La deuxième erreur consiste à oublier la date d’effet. Certaines décisions fixent une pension à compter de leur prononcé, d’autres à compter d’une audience, d’une assignation ou d’une date précise. Quelques mois d’écart peuvent changer le montant réclamé.
La troisième erreur consiste à négliger les paiements partiels. Un débiteur qui a payé 47 000 euros au fil de la procédure doit pouvoir le prouver et montrer comment ces sommes doivent être imputées. À défaut, le juge peut considérer que le décompte adverse reste exploitable.
La quatrième erreur consiste à attendre la saisie pour reconstruire le dossier. Il faut conserver les décisions, les preuves de notification, les justificatifs de virement, les échanges entre avocats et les tableaux de paiement dès le début du divorce.

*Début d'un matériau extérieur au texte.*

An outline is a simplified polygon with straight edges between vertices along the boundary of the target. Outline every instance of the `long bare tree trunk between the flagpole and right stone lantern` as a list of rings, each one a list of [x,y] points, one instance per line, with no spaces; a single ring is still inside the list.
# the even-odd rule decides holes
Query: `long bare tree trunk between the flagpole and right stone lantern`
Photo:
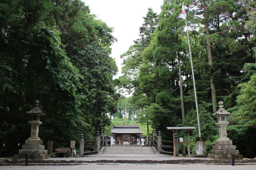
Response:
[[[205,2],[204,2],[205,5]],[[206,36],[209,36],[209,26],[208,26],[208,20],[207,20],[207,13],[204,12],[204,28],[206,32]],[[211,51],[211,45],[209,43],[209,38],[206,40],[207,44],[207,54],[208,54],[208,63],[209,63],[209,72],[210,72],[210,81],[211,81],[211,89],[212,89],[212,109],[213,113],[217,111],[217,95],[216,95],[216,87],[214,83],[214,78],[212,76],[213,69],[212,69],[212,51]]]

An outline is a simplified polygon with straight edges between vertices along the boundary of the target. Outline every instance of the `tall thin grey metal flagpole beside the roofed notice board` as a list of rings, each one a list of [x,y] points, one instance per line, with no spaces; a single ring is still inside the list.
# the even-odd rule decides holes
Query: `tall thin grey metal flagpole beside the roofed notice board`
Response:
[[[182,2],[182,5],[184,5],[184,2]],[[184,12],[185,12],[185,10],[184,10]],[[187,34],[188,34],[187,17],[185,17],[185,21],[186,21],[186,28],[187,28]],[[192,71],[193,85],[194,85],[194,93],[195,93],[197,126],[198,126],[199,137],[201,137],[200,122],[199,122],[199,114],[198,114],[198,106],[197,106],[197,97],[196,97],[196,82],[195,82],[194,68],[193,68],[193,62],[192,62],[192,57],[191,57],[191,50],[190,50],[189,36],[188,36],[188,48],[189,48],[190,63],[191,63],[191,71]]]

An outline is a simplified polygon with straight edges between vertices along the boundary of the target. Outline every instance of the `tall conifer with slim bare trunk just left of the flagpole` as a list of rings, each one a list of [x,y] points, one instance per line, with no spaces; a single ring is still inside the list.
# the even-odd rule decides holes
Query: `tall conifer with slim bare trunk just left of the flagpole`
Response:
[[[159,27],[157,28],[157,47],[162,48],[158,49],[160,53],[160,57],[163,59],[169,55],[170,60],[178,59],[178,71],[179,71],[179,82],[180,82],[180,101],[181,101],[181,115],[182,122],[185,120],[185,109],[184,109],[184,99],[183,99],[183,87],[182,87],[182,72],[181,72],[181,51],[184,49],[184,46],[181,45],[181,38],[179,38],[180,34],[183,32],[184,22],[182,22],[180,15],[180,4],[179,1],[164,1],[162,6],[162,12],[159,15]],[[157,53],[157,54],[159,54]],[[156,55],[157,55],[156,54]],[[166,57],[167,58],[167,57]],[[166,63],[168,63],[168,59],[164,59]],[[172,61],[172,63],[176,64]],[[175,66],[172,66],[172,70],[174,70]],[[175,82],[172,80],[173,83]],[[173,87],[173,91],[175,91],[175,86]],[[171,92],[171,93],[172,93]]]

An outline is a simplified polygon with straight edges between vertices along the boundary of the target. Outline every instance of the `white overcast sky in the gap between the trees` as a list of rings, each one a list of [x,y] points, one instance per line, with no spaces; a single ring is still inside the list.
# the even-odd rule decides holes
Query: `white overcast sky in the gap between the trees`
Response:
[[[117,38],[112,48],[111,57],[118,66],[118,78],[121,75],[122,60],[120,55],[133,45],[133,40],[139,38],[139,28],[143,24],[148,8],[161,12],[163,0],[82,0],[88,5],[91,13],[98,15],[109,27],[114,27],[113,35]]]

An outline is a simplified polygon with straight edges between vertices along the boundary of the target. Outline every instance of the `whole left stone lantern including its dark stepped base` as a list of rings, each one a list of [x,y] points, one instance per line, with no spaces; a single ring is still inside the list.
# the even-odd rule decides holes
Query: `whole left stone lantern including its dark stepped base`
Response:
[[[44,149],[43,141],[38,137],[38,129],[42,124],[40,116],[45,116],[39,108],[38,100],[35,101],[35,107],[27,111],[27,114],[31,115],[31,120],[28,121],[31,124],[31,135],[25,141],[25,145],[22,145],[19,154],[14,155],[14,159],[25,159],[26,155],[28,155],[28,159],[43,160],[50,158],[50,155],[47,155],[47,150]]]

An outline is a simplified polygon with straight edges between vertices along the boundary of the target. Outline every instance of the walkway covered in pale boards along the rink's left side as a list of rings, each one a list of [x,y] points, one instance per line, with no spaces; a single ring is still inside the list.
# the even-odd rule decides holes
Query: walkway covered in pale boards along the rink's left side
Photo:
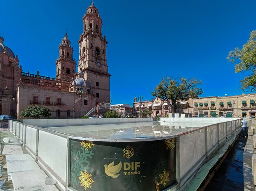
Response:
[[[3,139],[9,139],[9,143],[5,143]],[[0,129],[0,142],[2,149],[2,180],[5,182],[2,186],[4,191],[23,190],[23,191],[58,191],[54,181],[48,178],[45,172],[40,169],[36,161],[27,154],[22,148],[18,139],[13,136],[8,129]],[[46,184],[47,183],[47,184]]]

Paris et Île-de-France : préparer un dossier lisible
À Paris et en Île-de-France, les procédures peuvent impliquer le juge aux affaires familiales de Paris, Nanterre, Bobigny, Créteil, Versailles, Évry, Pontoise, Meaux ou Melun, puis la cour d’appel de Paris ou de Versailles. Les délais et la succession des décisions rendent le suivi des paiements essentiel.

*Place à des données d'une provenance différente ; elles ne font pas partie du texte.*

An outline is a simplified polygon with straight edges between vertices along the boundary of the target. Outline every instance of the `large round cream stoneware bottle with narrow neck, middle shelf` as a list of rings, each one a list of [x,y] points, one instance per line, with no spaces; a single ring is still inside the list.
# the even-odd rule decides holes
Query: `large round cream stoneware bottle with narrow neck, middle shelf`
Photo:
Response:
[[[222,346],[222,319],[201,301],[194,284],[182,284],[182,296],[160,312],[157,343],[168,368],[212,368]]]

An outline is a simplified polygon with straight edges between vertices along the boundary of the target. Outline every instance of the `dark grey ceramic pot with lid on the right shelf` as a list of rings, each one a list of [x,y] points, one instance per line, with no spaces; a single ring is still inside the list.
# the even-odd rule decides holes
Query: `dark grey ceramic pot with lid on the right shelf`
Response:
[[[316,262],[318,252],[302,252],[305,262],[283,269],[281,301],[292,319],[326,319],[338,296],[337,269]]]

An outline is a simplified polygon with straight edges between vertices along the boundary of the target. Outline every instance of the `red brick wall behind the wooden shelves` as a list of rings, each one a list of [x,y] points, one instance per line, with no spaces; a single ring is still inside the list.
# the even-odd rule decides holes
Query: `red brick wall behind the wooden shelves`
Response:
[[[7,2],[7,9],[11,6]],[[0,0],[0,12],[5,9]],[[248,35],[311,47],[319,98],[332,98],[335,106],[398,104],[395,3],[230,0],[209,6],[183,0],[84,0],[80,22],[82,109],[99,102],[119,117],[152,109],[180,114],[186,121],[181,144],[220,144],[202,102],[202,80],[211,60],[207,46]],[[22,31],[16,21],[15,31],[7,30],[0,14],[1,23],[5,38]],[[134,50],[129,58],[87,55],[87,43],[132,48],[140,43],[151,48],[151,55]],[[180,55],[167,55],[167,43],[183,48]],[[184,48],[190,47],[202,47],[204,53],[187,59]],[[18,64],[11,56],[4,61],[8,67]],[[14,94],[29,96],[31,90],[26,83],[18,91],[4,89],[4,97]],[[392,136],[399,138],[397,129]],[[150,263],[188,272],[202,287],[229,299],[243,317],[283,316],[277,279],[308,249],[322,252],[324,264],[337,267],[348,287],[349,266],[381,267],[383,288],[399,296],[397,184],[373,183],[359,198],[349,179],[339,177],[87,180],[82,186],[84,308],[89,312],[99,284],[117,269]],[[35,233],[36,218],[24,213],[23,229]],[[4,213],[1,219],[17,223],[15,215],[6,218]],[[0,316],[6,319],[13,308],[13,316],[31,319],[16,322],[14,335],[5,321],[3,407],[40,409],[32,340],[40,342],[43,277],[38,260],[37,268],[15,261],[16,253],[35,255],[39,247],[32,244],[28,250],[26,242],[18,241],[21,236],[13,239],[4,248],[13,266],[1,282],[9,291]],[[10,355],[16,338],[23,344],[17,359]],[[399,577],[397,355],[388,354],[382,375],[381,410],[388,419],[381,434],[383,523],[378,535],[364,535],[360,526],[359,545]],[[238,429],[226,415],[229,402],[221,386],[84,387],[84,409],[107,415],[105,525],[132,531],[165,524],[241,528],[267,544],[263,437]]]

Un dossier prêt à être plaidé contient une chronologie, les décisions dans l’ordre, les dates de notification, la preuve de l’appel s’il existe, un tableau des sommes dues et versées, les relevés utiles, les justificatifs de revenus et de charges, et une demande claire : annulation de la saisie, réduction du montant, mainlevée partielle, modification de la pension ou fixation d’une nouvelle date d’effet.
Pour les dossiers de divorce et de pension entre époux, vous pouvez consulter la page du cabinet consacrée au droit de la famille à Paris. Elle permet de replacer le devoir de secours dans la stratégie plus large du divorce, de la prestation compensatoire et de l’exécution des décisions familiales.
À retenir
Un devoir de secours impayé peut donner lieu à des mesures d’exécution forcée. La saisie n’est pas réservée aux pensions dues pour les enfants. Elle peut viser une pension entre époux si le titre est exécutoire et si les sommes sont suffisamment détaillées.

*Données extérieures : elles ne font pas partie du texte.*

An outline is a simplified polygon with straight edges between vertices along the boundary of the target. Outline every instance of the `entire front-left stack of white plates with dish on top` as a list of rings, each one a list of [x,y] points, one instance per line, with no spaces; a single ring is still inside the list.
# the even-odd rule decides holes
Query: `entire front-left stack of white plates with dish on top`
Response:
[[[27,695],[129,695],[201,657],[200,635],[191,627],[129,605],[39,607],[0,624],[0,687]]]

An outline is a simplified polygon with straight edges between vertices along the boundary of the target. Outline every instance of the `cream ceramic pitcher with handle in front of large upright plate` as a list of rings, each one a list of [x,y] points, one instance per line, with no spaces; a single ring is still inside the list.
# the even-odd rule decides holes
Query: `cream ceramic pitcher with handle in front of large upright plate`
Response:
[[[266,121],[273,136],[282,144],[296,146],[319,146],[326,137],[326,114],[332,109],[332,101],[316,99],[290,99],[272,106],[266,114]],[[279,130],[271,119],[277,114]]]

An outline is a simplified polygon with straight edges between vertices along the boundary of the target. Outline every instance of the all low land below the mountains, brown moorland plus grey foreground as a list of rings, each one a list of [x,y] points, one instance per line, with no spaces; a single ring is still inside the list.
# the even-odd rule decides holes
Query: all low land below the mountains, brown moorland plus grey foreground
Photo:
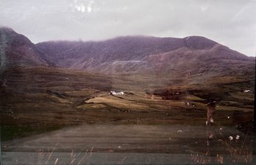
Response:
[[[251,79],[166,86],[173,80],[50,67],[1,75],[4,164],[252,161],[254,93],[243,92],[254,91]],[[213,140],[205,126],[207,95],[218,97]]]

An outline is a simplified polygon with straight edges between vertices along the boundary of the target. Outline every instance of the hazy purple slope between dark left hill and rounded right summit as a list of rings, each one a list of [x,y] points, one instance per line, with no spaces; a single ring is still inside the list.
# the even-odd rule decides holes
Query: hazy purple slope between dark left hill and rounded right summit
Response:
[[[113,65],[141,65],[144,63],[143,58],[150,54],[161,54],[182,46],[185,46],[182,39],[157,37],[118,37],[100,42],[37,44],[37,48],[46,56],[51,56],[58,67],[94,71],[104,68],[105,73],[110,72]]]

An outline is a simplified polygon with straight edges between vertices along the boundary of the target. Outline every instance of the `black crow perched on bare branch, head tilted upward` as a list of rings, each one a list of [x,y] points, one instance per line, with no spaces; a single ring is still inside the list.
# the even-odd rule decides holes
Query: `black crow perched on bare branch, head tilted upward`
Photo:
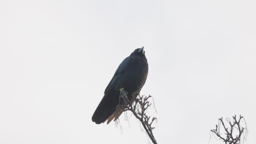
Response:
[[[136,49],[119,65],[104,91],[104,97],[92,115],[92,122],[101,124],[108,120],[108,124],[112,119],[117,120],[123,112],[123,109],[117,109],[120,88],[128,92],[129,100],[141,91],[148,76],[148,62],[143,49],[144,47]]]

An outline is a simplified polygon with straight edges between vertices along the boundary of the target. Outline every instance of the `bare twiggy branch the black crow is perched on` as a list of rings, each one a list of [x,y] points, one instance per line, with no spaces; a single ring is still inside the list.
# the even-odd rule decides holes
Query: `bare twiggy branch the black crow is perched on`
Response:
[[[157,144],[153,134],[154,127],[152,127],[152,123],[156,121],[156,117],[151,118],[146,113],[147,109],[152,105],[152,103],[149,101],[152,96],[141,96],[139,94],[135,94],[134,98],[129,100],[129,98],[127,98],[127,94],[128,93],[124,90],[124,88],[120,89],[118,106],[124,107],[124,111],[131,111],[143,125],[143,128],[150,140],[152,140],[154,144]]]

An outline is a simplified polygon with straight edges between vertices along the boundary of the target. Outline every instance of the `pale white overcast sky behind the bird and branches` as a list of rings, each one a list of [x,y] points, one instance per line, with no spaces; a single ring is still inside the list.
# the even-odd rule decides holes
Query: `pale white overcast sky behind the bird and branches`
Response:
[[[255,1],[0,1],[0,143],[148,143],[91,116],[121,61],[145,47],[159,143],[208,143],[243,115],[256,143]],[[211,144],[218,144],[215,139]]]

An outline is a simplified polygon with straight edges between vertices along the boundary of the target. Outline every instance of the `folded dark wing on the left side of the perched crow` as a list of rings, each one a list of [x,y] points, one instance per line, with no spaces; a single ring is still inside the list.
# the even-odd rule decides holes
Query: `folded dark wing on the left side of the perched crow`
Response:
[[[126,57],[123,62],[119,65],[118,69],[115,71],[114,76],[112,77],[111,81],[108,83],[108,86],[106,87],[104,94],[108,93],[110,89],[112,89],[115,86],[115,83],[119,80],[120,76],[124,73],[127,64],[129,63],[130,57]]]

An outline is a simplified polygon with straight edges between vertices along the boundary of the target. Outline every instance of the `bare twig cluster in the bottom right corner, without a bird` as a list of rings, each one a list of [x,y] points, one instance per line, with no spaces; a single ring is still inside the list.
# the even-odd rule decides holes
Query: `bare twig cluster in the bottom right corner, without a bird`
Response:
[[[224,123],[223,117],[219,118],[219,123],[216,125],[215,129],[211,130],[211,132],[215,134],[220,140],[223,140],[225,144],[240,144],[241,139],[242,141],[246,140],[248,130],[245,118],[243,118],[243,116],[240,115],[238,119],[236,115],[233,116],[232,122],[229,118],[226,118],[226,122],[228,122],[228,125]],[[241,123],[245,126],[241,126]],[[225,135],[223,135],[222,130],[220,130],[222,128],[224,129]]]

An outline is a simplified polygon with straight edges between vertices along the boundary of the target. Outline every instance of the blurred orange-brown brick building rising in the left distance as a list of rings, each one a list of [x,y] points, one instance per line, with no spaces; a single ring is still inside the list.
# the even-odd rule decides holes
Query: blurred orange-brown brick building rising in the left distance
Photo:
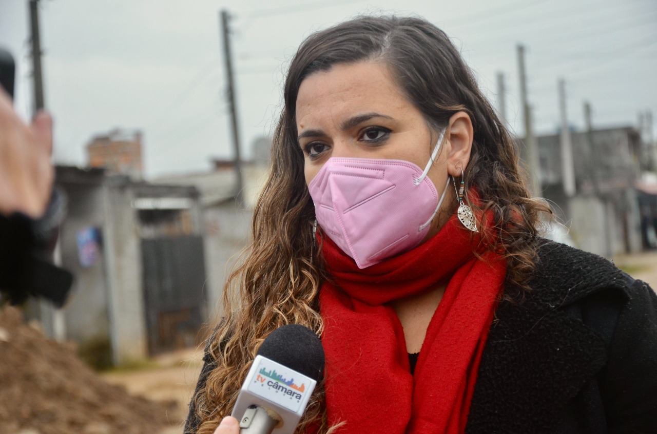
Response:
[[[105,168],[108,174],[143,178],[140,131],[114,129],[95,136],[87,144],[89,167]]]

Pour l’époux créancier, l’enjeu est de construire un décompte propre et de choisir la bonne voie de recouvrement. Pour l’époux débiteur, l’enjeu est de contester vite, avec pièces, sans se limiter à dire que la pension est injuste. Le juge regarde les titres, les dates, les paiements et la cohérence du décompte.
Dans les deux cas, la procédure se gagne rarement sur une formule. Elle se gagne sur une chronologie, des décisions lisibles et un tableau de paiement que le juge peut vérifier.